I Paesi del continente sudamericano producono quasi la metà del volume di caffè di tutto il mondo. Esportano qualità di caffè particolarmente adatte per le miscele. Parte del raccolto viene consumata internamente, non soddisfa le aspettative di gusto dei Paesi consumatori esigenti.

Brasile

Il Brasile è considerato il gigante nel mercato del caffè: qui crescono circa 4 milioni di piante del caffè e il 75% del raccolto deriva da piccoli agricoltori.

Sul mercato internazionale il caffè brasiliano, per lo più lavato e asciugato al sole, viene suddiviso nelle varietà «Brazils» e «Milds» e anche in «other Arabics».
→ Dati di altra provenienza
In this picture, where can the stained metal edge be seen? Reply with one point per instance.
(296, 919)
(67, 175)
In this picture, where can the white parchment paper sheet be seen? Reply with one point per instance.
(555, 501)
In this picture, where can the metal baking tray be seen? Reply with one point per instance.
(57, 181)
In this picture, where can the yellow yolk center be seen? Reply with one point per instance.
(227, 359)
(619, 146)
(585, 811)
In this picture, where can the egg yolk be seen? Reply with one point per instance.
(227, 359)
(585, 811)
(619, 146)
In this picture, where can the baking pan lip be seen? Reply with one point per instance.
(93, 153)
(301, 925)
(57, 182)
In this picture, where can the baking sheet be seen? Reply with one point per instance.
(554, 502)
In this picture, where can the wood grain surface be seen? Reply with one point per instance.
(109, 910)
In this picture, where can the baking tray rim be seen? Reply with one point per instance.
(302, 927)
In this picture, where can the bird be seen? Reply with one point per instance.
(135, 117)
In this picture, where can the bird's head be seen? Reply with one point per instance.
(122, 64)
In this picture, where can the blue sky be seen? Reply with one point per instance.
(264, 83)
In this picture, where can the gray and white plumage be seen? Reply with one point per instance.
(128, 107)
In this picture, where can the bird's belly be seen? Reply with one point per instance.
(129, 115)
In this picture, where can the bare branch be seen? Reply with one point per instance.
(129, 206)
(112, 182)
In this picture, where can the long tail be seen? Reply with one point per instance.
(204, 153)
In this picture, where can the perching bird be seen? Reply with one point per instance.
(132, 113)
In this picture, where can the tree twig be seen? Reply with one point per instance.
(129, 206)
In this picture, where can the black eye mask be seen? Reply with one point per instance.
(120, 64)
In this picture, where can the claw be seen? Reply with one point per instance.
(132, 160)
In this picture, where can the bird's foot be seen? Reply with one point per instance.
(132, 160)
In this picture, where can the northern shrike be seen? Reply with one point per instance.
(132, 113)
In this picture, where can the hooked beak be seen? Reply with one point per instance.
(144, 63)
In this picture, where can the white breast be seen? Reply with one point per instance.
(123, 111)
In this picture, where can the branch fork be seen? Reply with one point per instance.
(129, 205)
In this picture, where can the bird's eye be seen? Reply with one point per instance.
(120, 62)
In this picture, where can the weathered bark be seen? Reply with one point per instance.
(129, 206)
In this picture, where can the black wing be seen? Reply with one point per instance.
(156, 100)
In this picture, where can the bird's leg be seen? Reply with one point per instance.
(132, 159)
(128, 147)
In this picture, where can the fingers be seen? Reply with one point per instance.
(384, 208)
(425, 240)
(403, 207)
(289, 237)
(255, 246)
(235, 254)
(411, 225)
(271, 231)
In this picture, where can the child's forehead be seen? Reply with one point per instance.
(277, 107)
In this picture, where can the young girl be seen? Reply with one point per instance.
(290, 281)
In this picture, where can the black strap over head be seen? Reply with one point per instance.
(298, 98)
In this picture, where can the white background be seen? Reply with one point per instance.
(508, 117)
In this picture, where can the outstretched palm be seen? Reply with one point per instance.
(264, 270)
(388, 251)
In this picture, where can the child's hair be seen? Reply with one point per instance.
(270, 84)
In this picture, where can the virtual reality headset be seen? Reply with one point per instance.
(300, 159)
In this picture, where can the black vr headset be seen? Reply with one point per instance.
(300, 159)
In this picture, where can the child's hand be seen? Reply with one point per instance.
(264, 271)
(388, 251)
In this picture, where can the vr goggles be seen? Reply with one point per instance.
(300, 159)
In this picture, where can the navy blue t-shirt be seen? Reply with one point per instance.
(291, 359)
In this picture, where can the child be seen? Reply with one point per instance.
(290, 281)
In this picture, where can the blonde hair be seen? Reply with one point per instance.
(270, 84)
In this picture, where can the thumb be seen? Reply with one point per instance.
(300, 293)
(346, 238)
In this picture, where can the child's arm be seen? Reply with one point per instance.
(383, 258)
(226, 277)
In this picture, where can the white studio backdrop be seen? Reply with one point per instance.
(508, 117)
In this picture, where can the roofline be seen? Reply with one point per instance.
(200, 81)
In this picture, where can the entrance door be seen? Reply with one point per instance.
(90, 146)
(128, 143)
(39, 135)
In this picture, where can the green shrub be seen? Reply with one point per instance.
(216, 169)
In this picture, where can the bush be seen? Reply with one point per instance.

Il Brasile produce la maggior parte dei Robusta di qualità di consumo standard, così come si trovano nei supermercati. Questa Robusta brasiliana viene commercializzata come Conillon e rappresenta circa il 15% dell’intera produzione di caffè.

La Colombia

La Colombia è il principale produttore di chicchi di Arabica e nel mondo è il maggiore esportatore di caffè grezzo lavato. Le regioni di coltivazione si trovano sulle pendici delle Ande.

Le principali piantagioni si trovano nei pressi di Medelli, Armenia e Manziales. Queste tre regioni sono note con il nome di MAM. Altre straordinarie zone di coltivazione si trovano a Bogotá e presso Bucaramanga.

Il caffè colombiano ha un gusto delicato ed equilibrato che spesso viene descritto come vellutato. È contenuto in numerose miscele di caffè, ma è anche disponibile come caffè genuino.

Venenzuela

La migliore regione di coltivazione è lo Stato federale di Táchira, a sud-ovest. I migliori caffè sono considerati il Montebello da San Cristóbal de Táchira, il Mirama da Rubio de Táchira, il Granjia da Timote de Mérida e l’Ala Granjia da Santa Anna de Táchira.

Anche i nomi Maracaibo, Mérida e Trujillo, nonché Filomena e Gúcuta, sono sinonimo di qualità.

Il caffè venezuelano ha un gusto inconfondibile: leggero e delicato con un’acidità marcatamente bassa. Ecco perché è adatto sia alle miscele che come caffè genuino.